Two Womens Talking

Did you know that there are more than five billion Google search results for the phrase “how to say no”? Clearly, it’s a question that’s on a lot of people’s minds.

Most of us have an innate desire to help others, which can make it difficult to say no when we’re met with a request. We might feel guilty about not lending a hand. We might worry if we turn down a colleague’s idea that they may be less inclined to connect in the future – or, that they might say no to the next offer we present to them.

However, no is a powerful, important word, and perhaps surprisingly, it can also be considered positive. Saying no can help you stay focused. It can give you time to thoughtfully complete meaningful and essential work. It can clear your calendar for family and friends. It can also mean the difference between the success or failure of a project.
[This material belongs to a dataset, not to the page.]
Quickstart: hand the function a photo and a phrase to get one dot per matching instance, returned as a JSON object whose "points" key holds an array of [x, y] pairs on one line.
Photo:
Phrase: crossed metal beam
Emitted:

Inspired by my colleague Sharon Taylor’s recent blog on candor, I wanted to share tips on the topic because I believe that getting comfortable with saying no – and learning to do so effectively – is a vital part of creating an honest, transparent and positive culture.

A WEapproach™ to Saying No

It can feel scratchy to tell someone that you can’t help them with a project or that you believe their idea would take the team in the wrong direction. To make it easier, I recommend adjusting your approach to meet the needs of their preferred ways of Thinking and Behaving.

When you tap into your colleagues’ mindsets and approach the situation in a way that resonates with them, you will be much more likely to get your point across effectively and in a way that they can respect and appreciate.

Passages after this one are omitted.